Linear and Ridge regression#

Our first tutorial delves into the motivation behind the application of kernel methods. We begin by demonstrating regression analysis using the simplest model, the linear regressor. Next, we explore how Ridge regularization can be applied to mitigate numerical errors during model training. Finally, we delve into solving these learning problems using the Lagrangian multiplier methods, highlighting how this method gives rise to the primal and dual forms of the Ridge regressor.

Linear Regression#

Linear regression is the simplest machine learning model used for learning a target function, denoted as \(f\). It requires a dataset of samples, \(\{ (\mathbf{x}^j, y^j) \}_{j=1}^m\). Each feature vector is represented as \(\mathbf{x}^j \in \mathbb{R}^d\), and has been sampled i.i.d. from some unknown probability distribution \(p(\mathbf{x})\). The labels are real numbers, defined as \(y^j = f(\mathbf{x}^j) + \varepsilon^i\), with each \(\varepsilon^i\) representing random Gaussian noise with zero mean and fixed variance.

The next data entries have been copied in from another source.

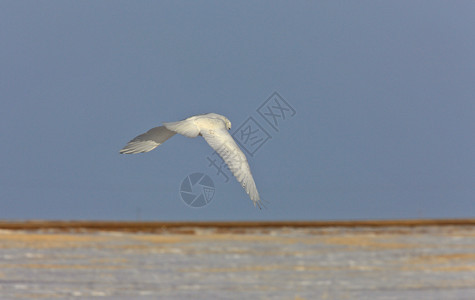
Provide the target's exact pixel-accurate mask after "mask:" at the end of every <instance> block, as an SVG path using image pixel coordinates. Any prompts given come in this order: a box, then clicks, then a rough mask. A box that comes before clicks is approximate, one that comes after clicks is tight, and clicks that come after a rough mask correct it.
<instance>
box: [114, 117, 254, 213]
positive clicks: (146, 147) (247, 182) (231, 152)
mask: <svg viewBox="0 0 475 300" xmlns="http://www.w3.org/2000/svg"><path fill="white" fill-rule="evenodd" d="M230 129H231V122H230V121H229V120H228V118H226V117H225V116H222V115H218V114H215V113H209V114H203V115H196V116H192V117H189V118H187V119H185V120H183V121H178V122H170V123H163V126H159V127H155V128H152V129H150V130H149V131H147V132H146V133H143V134H141V135H139V136H136V137H135V138H134V139H132V140H131V141H130V142H128V143H127V145H125V147H124V148H122V150H120V153H121V154H122V153H124V154H134V153H142V152H148V151H151V150H153V149H155V148H156V147H157V146H158V145H160V144H162V143H164V142H165V141H166V140H168V139H169V138H171V137H172V136H174V135H175V134H176V133H179V134H182V135H184V136H186V137H190V138H194V137H197V136H198V135H201V136H202V137H203V138H204V139H205V140H206V142H208V144H209V145H210V146H211V148H213V149H214V150H215V151H216V152H217V153H218V154H219V155H220V156H221V157H222V158H223V160H224V161H225V162H226V164H227V165H228V167H229V169H230V170H231V172H232V173H233V174H234V176H235V177H236V179H237V181H238V182H239V183H240V184H241V186H242V187H243V188H244V190H245V191H246V193H247V194H248V195H249V197H250V198H251V200H252V201H253V202H254V206H256V205H257V206H258V207H259V208H261V200H260V197H259V193H258V192H257V188H256V183H255V182H254V179H253V178H252V174H251V169H250V168H249V163H248V162H247V159H246V156H245V155H244V153H243V152H242V151H241V149H239V146H238V145H237V144H236V142H235V141H234V139H233V137H232V136H231V135H230V134H229V132H228V130H230Z"/></svg>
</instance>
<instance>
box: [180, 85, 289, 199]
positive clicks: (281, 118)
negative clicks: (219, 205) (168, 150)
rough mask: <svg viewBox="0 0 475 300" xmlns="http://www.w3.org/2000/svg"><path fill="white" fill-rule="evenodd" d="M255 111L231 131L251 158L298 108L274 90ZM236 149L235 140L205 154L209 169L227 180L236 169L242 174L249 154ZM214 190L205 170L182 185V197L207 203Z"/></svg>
mask: <svg viewBox="0 0 475 300" xmlns="http://www.w3.org/2000/svg"><path fill="white" fill-rule="evenodd" d="M255 112H256V113H253V114H251V115H250V116H249V117H248V118H247V119H246V120H245V121H244V122H242V123H241V124H240V125H239V126H238V127H236V129H235V130H234V132H233V133H232V134H231V136H232V137H233V139H234V141H235V142H236V144H238V147H240V148H241V149H242V150H243V151H244V152H245V153H247V154H248V155H250V156H251V157H254V156H255V155H256V153H257V152H258V151H259V150H260V149H262V147H263V146H264V145H265V144H266V143H268V142H269V141H270V140H271V139H272V138H273V137H272V135H271V134H270V133H269V132H273V133H275V132H279V129H280V128H281V126H282V125H283V124H284V123H285V122H287V121H288V120H290V119H291V118H293V117H294V116H295V114H296V110H295V109H294V108H293V107H292V106H291V105H290V104H289V102H287V101H286V100H285V99H284V98H283V97H282V96H281V95H280V94H279V93H277V92H274V93H272V95H271V96H270V97H269V98H267V99H266V101H264V102H263V103H262V104H261V105H260V106H259V107H258V108H257V109H256V110H255ZM263 121H264V122H263ZM236 148H237V147H236V146H235V145H234V143H231V142H230V143H224V144H223V145H221V146H220V147H218V148H217V150H216V151H214V152H213V153H211V154H210V155H208V156H207V157H206V162H207V165H208V168H212V169H213V173H215V175H217V176H218V177H221V178H222V179H223V180H224V182H226V183H227V182H229V181H230V180H231V178H232V177H234V175H233V171H234V172H236V171H237V172H238V173H240V172H239V171H240V170H242V168H241V167H242V164H243V163H245V162H246V163H247V159H246V156H245V155H244V154H243V153H242V152H241V151H240V150H239V149H236ZM226 161H228V163H229V165H228V164H227V163H226ZM240 180H241V179H240V178H239V179H238V181H240ZM241 185H242V186H243V188H246V187H245V186H244V185H243V184H241ZM214 193H215V187H214V183H213V181H212V180H211V178H210V177H209V176H208V175H206V174H203V173H193V174H190V175H189V176H187V177H186V178H185V179H184V180H183V182H182V184H181V187H180V196H181V198H182V199H183V201H184V202H185V203H186V204H187V205H189V206H191V207H203V206H205V205H208V204H209V203H210V202H211V200H212V199H213V196H214Z"/></svg>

Let \(X = \left[ \begin{array}{c} (\mathbf{x}^1)^\top \\ \vdots \\ (\mathbf{x}^m)^\top \end{array}\right] \in \mathbb{R}^{m \times d}\), which is the design matrix, and \(\mathbf{y} = \left[ \begin{array}{c} y^1 \\ \vdots \\ y^m \end{array}\right] \in \mathbb{R}^{m \times 1}\), representing the regressand.

We can generate randomly a synthetic dataset for our demo:

import numpy as np

# set the dimensionality of the problem: number of samples of the dataset, dimensionality of the feature vector
m, d = 100, 2

# create a target function f to learn, according to our assumptions it should be a linear function
unknown_w = np.random.random(size=(d,))
unknown_f = lambda x: unknown_w.dot(x)

# generate the synthetic dataset: first the features...
X = np.random.random(size=(m, d))

# generate the synthetic dataset: ... and then the noisy labels
noiseless_y = np.apply_along_axis(unknown_f, 1, X)
noise = 0.1 * np.random.random(size=(m,))
y = noiseless_y + noise

print(f"Dataset dimensionality    : design matrix {X.shape=} | regressand {y.shape=}")
print(f"Example of feature vector : {X[0]}")
print(f"Example of label          : {y[0]}\n")
Dataset dimensionality    : design matrix X.shape=(100, 2) | regressand y.shape=(100,)
Example of feature vector : [0.57980451 0.18366092]
Example of label          : 0.18893031545613453

We are going to build a function:

\[\tilde{f}(\mathbf{x}) = \langle \mathbf{x}, \mathbf{w}\rangle + b\]

such that \(\tilde{f}\) is as close as possible to \(f\). Note that we will omit the bias \(b\) [foot1]. The ideal scenario would be to find the \(\tilde{f}\), or the vector of weights \(\tilde{\mathbf{w}}\), that minimizes the expected risk:

\[\tilde{f}(\mathbf{x}) = \arg\min_h \mathbb{E}_{\mathbf{x} \sim p(\mathbf{x})}\left[(h(\mathbf{x}) - f(y))^2\right]\]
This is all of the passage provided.